I want to determine how the inclusion of new data effects hyperparameters of the Gaussian Process kernel. For reference assuming square exponential kernels as provided here: $$K(x,x') = \sigma^2\exp\left(\frac{-(x-x')^T(x-x')}{2l^2}\right)$$ So the derivative with respect to length scale determines what the effect to the kernel when the lengthscale changes as follows: $$\frac{\partial K}{\partial l} = \sigma^2\exp\big(\frac{-(x-x')^T(x-x')}{2l^2}\big) \frac{(x-x')^T(x-x')}{l^3}$$
I however would like to determine what is the change or effect of a single new data point to the lengthscale.

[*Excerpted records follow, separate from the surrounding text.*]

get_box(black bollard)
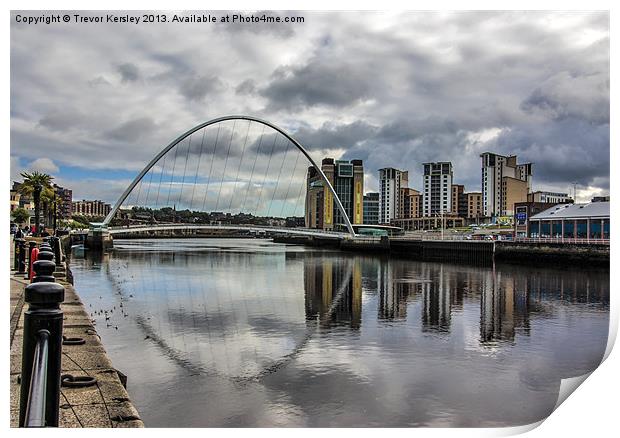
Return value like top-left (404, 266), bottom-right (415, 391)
top-left (51, 237), bottom-right (62, 266)
top-left (19, 281), bottom-right (65, 427)
top-left (24, 240), bottom-right (37, 280)
top-left (17, 239), bottom-right (26, 274)
top-left (35, 249), bottom-right (54, 263)
top-left (13, 239), bottom-right (20, 271)
top-left (32, 260), bottom-right (56, 283)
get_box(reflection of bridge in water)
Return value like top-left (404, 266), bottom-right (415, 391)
top-left (108, 224), bottom-right (347, 239)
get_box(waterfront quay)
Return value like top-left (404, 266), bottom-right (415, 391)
top-left (10, 241), bottom-right (144, 428)
top-left (71, 237), bottom-right (609, 427)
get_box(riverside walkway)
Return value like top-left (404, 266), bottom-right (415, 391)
top-left (10, 241), bottom-right (144, 428)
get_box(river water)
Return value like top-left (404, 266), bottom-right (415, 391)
top-left (71, 239), bottom-right (609, 427)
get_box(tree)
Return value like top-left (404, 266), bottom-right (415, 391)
top-left (19, 170), bottom-right (54, 236)
top-left (11, 207), bottom-right (30, 224)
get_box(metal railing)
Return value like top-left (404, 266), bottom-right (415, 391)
top-left (514, 237), bottom-right (609, 245)
top-left (19, 241), bottom-right (65, 427)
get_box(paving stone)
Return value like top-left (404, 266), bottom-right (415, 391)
top-left (61, 384), bottom-right (103, 406)
top-left (73, 404), bottom-right (112, 427)
top-left (10, 270), bottom-right (144, 428)
top-left (62, 347), bottom-right (112, 371)
top-left (11, 409), bottom-right (19, 427)
top-left (58, 402), bottom-right (82, 428)
top-left (113, 420), bottom-right (144, 428)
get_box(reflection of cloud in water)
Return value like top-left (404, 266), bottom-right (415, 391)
top-left (75, 240), bottom-right (609, 426)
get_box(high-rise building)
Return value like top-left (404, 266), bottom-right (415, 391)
top-left (397, 187), bottom-right (422, 219)
top-left (480, 152), bottom-right (532, 217)
top-left (423, 161), bottom-right (452, 216)
top-left (500, 176), bottom-right (528, 216)
top-left (465, 192), bottom-right (484, 223)
top-left (379, 167), bottom-right (409, 224)
top-left (364, 192), bottom-right (379, 225)
top-left (73, 200), bottom-right (112, 217)
top-left (306, 158), bottom-right (364, 230)
top-left (527, 190), bottom-right (573, 204)
top-left (450, 184), bottom-right (467, 218)
top-left (54, 184), bottom-right (73, 219)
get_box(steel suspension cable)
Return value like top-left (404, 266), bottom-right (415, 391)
top-left (166, 134), bottom-right (179, 207)
top-left (228, 120), bottom-right (252, 213)
top-left (256, 134), bottom-right (278, 216)
top-left (215, 120), bottom-right (237, 211)
top-left (267, 141), bottom-right (291, 216)
top-left (189, 128), bottom-right (207, 210)
top-left (144, 169), bottom-right (155, 207)
top-left (202, 123), bottom-right (221, 211)
top-left (155, 154), bottom-right (168, 208)
top-left (178, 135), bottom-right (192, 212)
top-left (293, 171), bottom-right (307, 216)
top-left (280, 152), bottom-right (301, 217)
top-left (242, 125), bottom-right (266, 214)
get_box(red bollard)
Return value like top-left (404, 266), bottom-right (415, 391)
top-left (28, 248), bottom-right (39, 283)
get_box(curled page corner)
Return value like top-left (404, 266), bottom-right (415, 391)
top-left (553, 367), bottom-right (598, 412)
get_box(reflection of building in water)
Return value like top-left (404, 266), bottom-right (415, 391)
top-left (422, 265), bottom-right (451, 332)
top-left (304, 256), bottom-right (362, 328)
top-left (377, 260), bottom-right (421, 320)
top-left (480, 271), bottom-right (529, 343)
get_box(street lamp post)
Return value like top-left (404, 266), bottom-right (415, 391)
top-left (33, 183), bottom-right (43, 236)
top-left (54, 190), bottom-right (58, 236)
top-left (441, 207), bottom-right (444, 240)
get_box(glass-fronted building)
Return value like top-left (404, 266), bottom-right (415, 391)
top-left (528, 202), bottom-right (610, 240)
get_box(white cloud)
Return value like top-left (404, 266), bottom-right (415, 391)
top-left (29, 158), bottom-right (60, 174)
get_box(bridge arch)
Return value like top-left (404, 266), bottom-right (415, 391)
top-left (103, 115), bottom-right (355, 236)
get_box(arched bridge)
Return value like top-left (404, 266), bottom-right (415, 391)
top-left (91, 115), bottom-right (355, 246)
top-left (108, 224), bottom-right (349, 239)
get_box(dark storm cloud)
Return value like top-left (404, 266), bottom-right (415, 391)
top-left (294, 120), bottom-right (377, 150)
top-left (108, 117), bottom-right (157, 142)
top-left (11, 12), bottom-right (610, 202)
top-left (235, 79), bottom-right (256, 95)
top-left (179, 75), bottom-right (223, 101)
top-left (521, 72), bottom-right (609, 125)
top-left (117, 62), bottom-right (140, 82)
top-left (260, 58), bottom-right (372, 110)
top-left (39, 110), bottom-right (84, 131)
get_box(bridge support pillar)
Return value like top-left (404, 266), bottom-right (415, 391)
top-left (84, 230), bottom-right (114, 251)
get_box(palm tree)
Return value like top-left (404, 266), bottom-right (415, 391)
top-left (19, 170), bottom-right (54, 236)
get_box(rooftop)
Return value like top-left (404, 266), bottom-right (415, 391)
top-left (531, 202), bottom-right (609, 220)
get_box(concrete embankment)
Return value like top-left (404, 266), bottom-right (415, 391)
top-left (10, 240), bottom-right (144, 428)
top-left (274, 236), bottom-right (609, 267)
top-left (495, 242), bottom-right (610, 267)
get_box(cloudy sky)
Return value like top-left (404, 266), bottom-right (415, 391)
top-left (11, 12), bottom-right (609, 202)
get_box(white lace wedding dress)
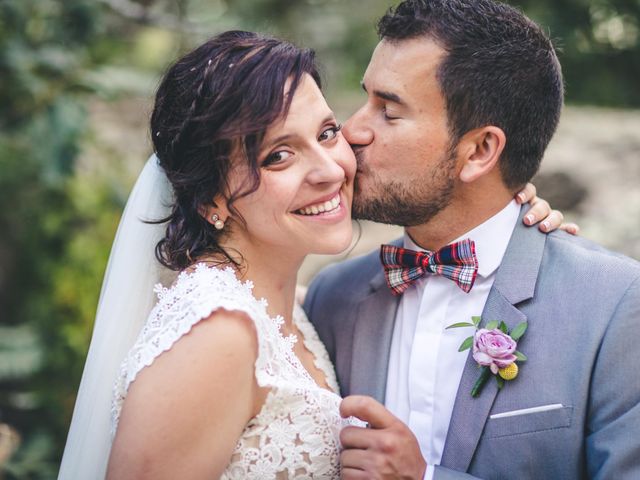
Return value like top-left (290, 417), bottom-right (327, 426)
top-left (112, 264), bottom-right (358, 480)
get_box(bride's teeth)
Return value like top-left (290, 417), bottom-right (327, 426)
top-left (298, 195), bottom-right (340, 215)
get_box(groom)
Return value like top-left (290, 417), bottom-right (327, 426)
top-left (305, 0), bottom-right (640, 479)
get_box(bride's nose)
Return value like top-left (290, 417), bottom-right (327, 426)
top-left (307, 145), bottom-right (346, 184)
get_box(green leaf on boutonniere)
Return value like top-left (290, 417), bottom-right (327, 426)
top-left (510, 322), bottom-right (528, 342)
top-left (445, 322), bottom-right (475, 330)
top-left (458, 337), bottom-right (473, 352)
top-left (513, 350), bottom-right (527, 362)
top-left (471, 367), bottom-right (491, 397)
top-left (484, 320), bottom-right (499, 330)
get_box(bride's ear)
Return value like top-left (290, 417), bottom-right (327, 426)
top-left (198, 196), bottom-right (230, 230)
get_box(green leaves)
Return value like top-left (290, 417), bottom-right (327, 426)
top-left (513, 350), bottom-right (527, 362)
top-left (458, 336), bottom-right (473, 352)
top-left (511, 322), bottom-right (529, 342)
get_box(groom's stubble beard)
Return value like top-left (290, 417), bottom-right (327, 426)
top-left (352, 149), bottom-right (456, 227)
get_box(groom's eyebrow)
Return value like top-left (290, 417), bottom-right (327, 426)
top-left (360, 82), bottom-right (406, 106)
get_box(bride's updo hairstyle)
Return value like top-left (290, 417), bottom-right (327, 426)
top-left (151, 31), bottom-right (320, 270)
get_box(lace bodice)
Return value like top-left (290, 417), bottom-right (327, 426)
top-left (112, 264), bottom-right (357, 480)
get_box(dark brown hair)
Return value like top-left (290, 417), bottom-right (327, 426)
top-left (378, 0), bottom-right (564, 188)
top-left (151, 31), bottom-right (320, 270)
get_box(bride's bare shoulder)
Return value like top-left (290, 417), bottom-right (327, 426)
top-left (108, 309), bottom-right (260, 479)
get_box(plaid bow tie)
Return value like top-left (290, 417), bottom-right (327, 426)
top-left (380, 239), bottom-right (478, 295)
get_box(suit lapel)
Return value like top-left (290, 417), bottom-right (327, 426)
top-left (440, 209), bottom-right (546, 472)
top-left (349, 244), bottom-right (400, 403)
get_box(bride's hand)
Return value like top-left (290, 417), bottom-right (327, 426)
top-left (516, 183), bottom-right (580, 235)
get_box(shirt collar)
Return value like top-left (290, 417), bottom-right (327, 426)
top-left (404, 200), bottom-right (520, 277)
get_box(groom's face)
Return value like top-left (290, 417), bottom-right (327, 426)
top-left (344, 37), bottom-right (456, 226)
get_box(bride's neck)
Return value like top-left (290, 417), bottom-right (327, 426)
top-left (202, 249), bottom-right (304, 328)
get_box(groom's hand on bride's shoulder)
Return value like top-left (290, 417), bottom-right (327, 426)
top-left (340, 395), bottom-right (427, 479)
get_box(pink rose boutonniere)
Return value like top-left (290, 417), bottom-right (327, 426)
top-left (447, 317), bottom-right (527, 397)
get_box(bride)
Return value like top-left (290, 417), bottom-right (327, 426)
top-left (59, 31), bottom-right (560, 480)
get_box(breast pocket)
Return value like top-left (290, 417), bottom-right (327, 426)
top-left (483, 406), bottom-right (573, 438)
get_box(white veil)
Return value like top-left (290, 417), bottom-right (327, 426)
top-left (58, 155), bottom-right (173, 480)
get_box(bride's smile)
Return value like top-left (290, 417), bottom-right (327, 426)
top-left (215, 74), bottom-right (355, 264)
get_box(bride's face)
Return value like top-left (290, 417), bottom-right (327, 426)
top-left (224, 75), bottom-right (356, 256)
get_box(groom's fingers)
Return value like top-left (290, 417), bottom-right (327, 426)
top-left (516, 183), bottom-right (537, 204)
top-left (340, 427), bottom-right (375, 450)
top-left (340, 449), bottom-right (371, 470)
top-left (340, 395), bottom-right (397, 428)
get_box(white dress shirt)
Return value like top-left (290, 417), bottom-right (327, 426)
top-left (385, 200), bottom-right (520, 480)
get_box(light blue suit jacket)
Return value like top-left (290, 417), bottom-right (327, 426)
top-left (305, 209), bottom-right (640, 480)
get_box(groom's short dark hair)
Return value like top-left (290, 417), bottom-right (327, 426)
top-left (378, 0), bottom-right (564, 188)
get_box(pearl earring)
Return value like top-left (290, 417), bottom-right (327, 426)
top-left (211, 213), bottom-right (224, 230)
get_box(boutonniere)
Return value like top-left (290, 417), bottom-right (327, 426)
top-left (447, 317), bottom-right (527, 397)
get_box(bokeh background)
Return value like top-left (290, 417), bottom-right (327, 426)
top-left (0, 0), bottom-right (640, 479)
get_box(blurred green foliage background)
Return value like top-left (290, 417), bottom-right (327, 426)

What should be the symbolic expression I need to evaluate the derivative of?
Is it $$\frac{\partial l}{\partial \mu}$$ of the GP? where $\mu$ is the predictive mean of the GP as follows:
$$\mu(x^*)=K(x^*,X)^\top[K(X,X)+\sigma_n^2\mathbf{I}]^{-1} \mathbf{y_n}$$ If so how can the derivative expression be formulated. (Initial expression atleast, I should be able to workout derivitave from there itself)
Finally, if you care about the change of NLML(x,x¯) with respect to the position of x¯ we could analytically compute that derivative fairly easily (but I'll wait for feedback from you before I right it all out).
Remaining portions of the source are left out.